# How Technology Almost Lost the War: In Iraq



## daftandbarmy (29 Nov 2007)

WIRED MAGAZINE: Wired Issue 15.12 (November 27, 2007)
How Technology Almost Lost the War: In Iraq, the Critical Networks Are Social — Not Electronic

By Noah Shachtman 



http://www.wired.com/politics/security/magazine/15-12/ff_futurewar?currentPage=1



The future of war began with an act of faith. In 1991, Navy captain Arthur Cebrowski met John Garstka, a captain in the Air Force, at a McLean, Virginia, Bible-study class. The two quickly discovered they shared more than just their conservative Catholic beliefs. They both had an interest in military strategy. And they were both geeks: Cebrowski — who'd been a math major in college, a fighter pilot in Vietnam, and an aircraft carrier commander during Desert Storm — was fascinated with how information technologies could make fighter jocks more lethal. Garstka — a Stanford-trained engineer — worked on improving algorithms used to track missiles.

Over the next several years, the two men traded ideas and compared experiences. They visited businesses embracing the information revolution, ultimately becoming convinced that the changes sweeping the corporate world had applications for the military as well. The Defense Department wasn't blind to the power of networks, of course — the Internet began as a military project, after all, and each branch of the armed services had ongoing "digitization" programs. But no one had ever crystallized what the information age might offer the Pentagon quite like Cebrowski and Garstka did. In an article for the January 1998 issue of the naval journal Proceedings, "Network-Centric Warfare: Its Origin and Future," they not only named the philosophy but laid out a new direction for how the US would think about war.

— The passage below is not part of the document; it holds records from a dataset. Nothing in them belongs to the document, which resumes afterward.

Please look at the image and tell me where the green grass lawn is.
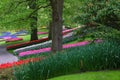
[49,71,120,80]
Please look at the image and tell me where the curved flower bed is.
[14,32,73,54]
[19,41,89,57]
[6,38,23,42]
[7,38,49,50]
[0,57,44,69]
[37,32,48,35]
[7,28,75,50]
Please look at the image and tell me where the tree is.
[50,0,64,52]
[28,0,38,41]
[0,0,49,41]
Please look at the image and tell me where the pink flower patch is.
[19,41,89,57]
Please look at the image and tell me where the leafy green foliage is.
[14,41,120,80]
[76,0,120,30]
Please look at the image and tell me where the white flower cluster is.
[14,32,73,54]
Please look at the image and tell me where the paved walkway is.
[0,45,18,64]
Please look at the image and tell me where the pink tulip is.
[19,41,89,57]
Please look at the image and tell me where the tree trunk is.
[48,22,52,40]
[29,0,38,41]
[50,0,64,52]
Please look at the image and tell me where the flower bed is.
[0,57,44,69]
[19,41,89,57]
[14,32,73,54]
[5,38,23,42]
[37,32,48,35]
[7,28,77,50]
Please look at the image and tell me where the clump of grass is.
[14,41,120,80]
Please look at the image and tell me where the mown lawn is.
[49,71,120,80]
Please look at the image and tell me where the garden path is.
[0,45,18,64]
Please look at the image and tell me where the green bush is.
[75,0,120,30]
[14,41,120,80]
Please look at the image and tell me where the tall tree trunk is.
[50,0,64,52]
[48,21,52,39]
[29,0,38,41]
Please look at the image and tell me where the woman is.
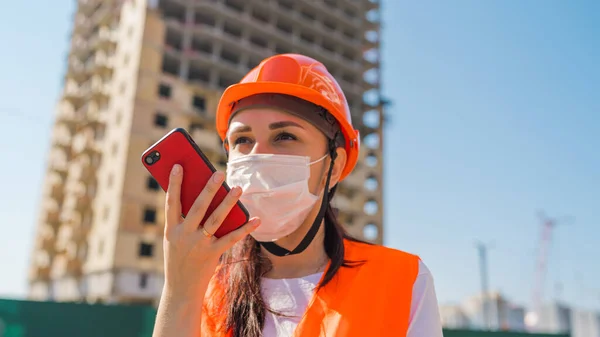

Their model was Wal-Mart. Here was a sprawling, bureaucratic monster of an organization — sound familiar? — that still managed to automatically order a new lightbulb every time it sold one. Warehouses were networked, but so were individual cash registers. So were the guys who sold Wal-Mart the bulbs. If that company could wire everyone together and become more efficient, then US forces could, too. "Nations make war the same way they make wealth," Cebrowski and Garstka wrote. Computer networks and the efficient flow of information would turn America's chain saw of a war machine into a scalpel.